In 2015 an encrypted NKVD telegram dated with 6 July 1941 was published by archivists:

"To the instructions of Comrade Khrushchev we arrested Studynsky, Franko, Kyiv artist Mykhailo Donets, "Nationalists"; due to the fact that it is difficult to get them out of Kyiv, we consider it advisable to shoot them. The Central Committee of the Communist Party of Ukraine (b) has the same opinion".

==Legacy==
In 2011, the Lviv regional council posthumously awarded Franko with the "90th anniversary of the proclamation of the Western Ukrainian People's Republic" award.

In the city of Starokostiantyniv, at the entrance to the 7th Aviation Brigade on Myr Street, a portrait of Petro Franko, whose name the military unit bears, was painted on a concrete slab.

On August 24, 2020, on the Independence Day of Ukraine, a mural dedicated to Petro Franko was unveiled in Kyiv's Solomianskyi District, on the facade of a building at 7 Aviakonstruktora Antonova Street.

On the occasion of the 130th anniversary of the birth of Petro Franko and the Day of the Defender of Ukraine, on October 14, 2020, the first monument to Petro Franko was unveiled on the square of the Ivan Franko Literary and Memorial Museum in Nahuyevychi.

On 27 October 2020 a Plast kurin in Valencia, Spain, was named after Petro Franko.

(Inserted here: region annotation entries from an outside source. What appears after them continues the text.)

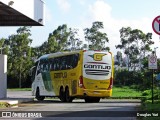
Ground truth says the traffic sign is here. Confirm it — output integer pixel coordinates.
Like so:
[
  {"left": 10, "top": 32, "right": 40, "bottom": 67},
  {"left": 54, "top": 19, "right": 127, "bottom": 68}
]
[
  {"left": 156, "top": 73, "right": 160, "bottom": 80},
  {"left": 148, "top": 55, "right": 157, "bottom": 69},
  {"left": 152, "top": 16, "right": 160, "bottom": 35}
]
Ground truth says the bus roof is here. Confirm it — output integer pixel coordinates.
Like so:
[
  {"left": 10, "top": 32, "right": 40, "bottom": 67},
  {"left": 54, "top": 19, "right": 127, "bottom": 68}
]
[{"left": 37, "top": 50, "right": 112, "bottom": 61}]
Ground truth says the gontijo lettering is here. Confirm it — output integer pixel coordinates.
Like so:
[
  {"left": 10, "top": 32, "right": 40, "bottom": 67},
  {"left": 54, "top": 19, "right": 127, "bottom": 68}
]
[
  {"left": 84, "top": 64, "right": 111, "bottom": 70},
  {"left": 89, "top": 53, "right": 107, "bottom": 61}
]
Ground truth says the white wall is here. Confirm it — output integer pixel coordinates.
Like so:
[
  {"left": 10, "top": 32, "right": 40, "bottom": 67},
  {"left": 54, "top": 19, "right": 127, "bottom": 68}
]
[
  {"left": 0, "top": 54, "right": 7, "bottom": 98},
  {"left": 0, "top": 0, "right": 44, "bottom": 25}
]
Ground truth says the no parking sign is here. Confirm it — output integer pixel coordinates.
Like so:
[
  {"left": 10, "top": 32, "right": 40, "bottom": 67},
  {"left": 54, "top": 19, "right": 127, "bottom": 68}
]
[
  {"left": 152, "top": 16, "right": 160, "bottom": 35},
  {"left": 148, "top": 55, "right": 157, "bottom": 69}
]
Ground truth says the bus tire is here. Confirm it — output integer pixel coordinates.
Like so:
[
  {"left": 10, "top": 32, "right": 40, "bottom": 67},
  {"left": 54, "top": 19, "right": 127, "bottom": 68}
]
[
  {"left": 36, "top": 88, "right": 45, "bottom": 101},
  {"left": 59, "top": 87, "right": 66, "bottom": 102},
  {"left": 84, "top": 97, "right": 100, "bottom": 103},
  {"left": 65, "top": 87, "right": 73, "bottom": 102}
]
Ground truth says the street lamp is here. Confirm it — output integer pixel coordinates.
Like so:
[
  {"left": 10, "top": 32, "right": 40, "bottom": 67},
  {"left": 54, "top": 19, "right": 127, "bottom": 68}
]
[
  {"left": 154, "top": 47, "right": 158, "bottom": 56},
  {"left": 0, "top": 47, "right": 4, "bottom": 54},
  {"left": 19, "top": 52, "right": 27, "bottom": 88}
]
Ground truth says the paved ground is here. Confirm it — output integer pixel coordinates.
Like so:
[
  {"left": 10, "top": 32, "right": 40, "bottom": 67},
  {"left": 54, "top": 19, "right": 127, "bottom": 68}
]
[{"left": 0, "top": 91, "right": 140, "bottom": 120}]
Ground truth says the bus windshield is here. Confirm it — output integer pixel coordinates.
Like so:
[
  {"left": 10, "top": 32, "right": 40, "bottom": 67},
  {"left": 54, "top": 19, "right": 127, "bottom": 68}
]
[{"left": 83, "top": 51, "right": 112, "bottom": 80}]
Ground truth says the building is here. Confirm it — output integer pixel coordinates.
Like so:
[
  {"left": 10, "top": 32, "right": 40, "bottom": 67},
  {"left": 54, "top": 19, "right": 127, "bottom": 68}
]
[{"left": 0, "top": 0, "right": 45, "bottom": 26}]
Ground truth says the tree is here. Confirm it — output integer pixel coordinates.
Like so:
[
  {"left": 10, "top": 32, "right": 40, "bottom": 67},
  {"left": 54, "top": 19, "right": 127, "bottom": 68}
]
[
  {"left": 8, "top": 27, "right": 32, "bottom": 88},
  {"left": 68, "top": 28, "right": 82, "bottom": 50},
  {"left": 116, "top": 27, "right": 154, "bottom": 70},
  {"left": 84, "top": 21, "right": 109, "bottom": 51}
]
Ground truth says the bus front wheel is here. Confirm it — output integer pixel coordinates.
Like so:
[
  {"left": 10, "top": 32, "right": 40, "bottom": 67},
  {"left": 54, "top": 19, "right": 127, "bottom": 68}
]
[{"left": 36, "top": 88, "right": 45, "bottom": 101}]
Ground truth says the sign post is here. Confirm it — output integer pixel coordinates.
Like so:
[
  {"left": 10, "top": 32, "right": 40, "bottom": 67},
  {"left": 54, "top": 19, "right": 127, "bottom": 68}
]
[
  {"left": 152, "top": 16, "right": 160, "bottom": 35},
  {"left": 148, "top": 52, "right": 157, "bottom": 104}
]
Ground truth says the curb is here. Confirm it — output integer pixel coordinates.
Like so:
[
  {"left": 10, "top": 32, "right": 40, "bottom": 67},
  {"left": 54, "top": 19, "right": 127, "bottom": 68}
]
[{"left": 0, "top": 98, "right": 34, "bottom": 107}]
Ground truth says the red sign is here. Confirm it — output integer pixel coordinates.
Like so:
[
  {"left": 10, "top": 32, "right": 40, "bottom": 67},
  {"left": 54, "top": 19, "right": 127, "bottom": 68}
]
[{"left": 152, "top": 16, "right": 160, "bottom": 35}]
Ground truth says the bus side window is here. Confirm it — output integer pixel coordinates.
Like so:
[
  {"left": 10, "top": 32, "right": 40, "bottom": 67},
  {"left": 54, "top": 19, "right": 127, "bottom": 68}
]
[
  {"left": 54, "top": 58, "right": 61, "bottom": 70},
  {"left": 72, "top": 54, "right": 79, "bottom": 68}
]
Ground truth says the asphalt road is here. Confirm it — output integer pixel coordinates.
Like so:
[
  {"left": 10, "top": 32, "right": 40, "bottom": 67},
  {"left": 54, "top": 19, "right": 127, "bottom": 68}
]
[{"left": 0, "top": 91, "right": 140, "bottom": 120}]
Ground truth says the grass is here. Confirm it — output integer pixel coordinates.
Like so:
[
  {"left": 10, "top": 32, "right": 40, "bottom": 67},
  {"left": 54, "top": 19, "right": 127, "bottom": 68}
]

In the following year a Plast schooling centre named in his honour was founded in Vynnyky.

The 2024 biographical film Another Franko is based on the life of Franko and features Franko's voice, digitized from video archives.

==Works==
He was the author of several books, including the historical novellas Makhnivska Popivna (Махнівська попівна), In ancient woods of Brazil (В пралісах Бразилії), memoirs Ivan Franko from up close (Іван Франко зблизька), a movie script of Boryslav Laughs (Борислав сміється) and others.

== Family ==
Franko was married twice, the second time to culinary writer, Olha Franko, who authored one of the first Ukrainian culinary books. He had two daughters, Vira and Ivanna, who liveв with their children in Kyiv.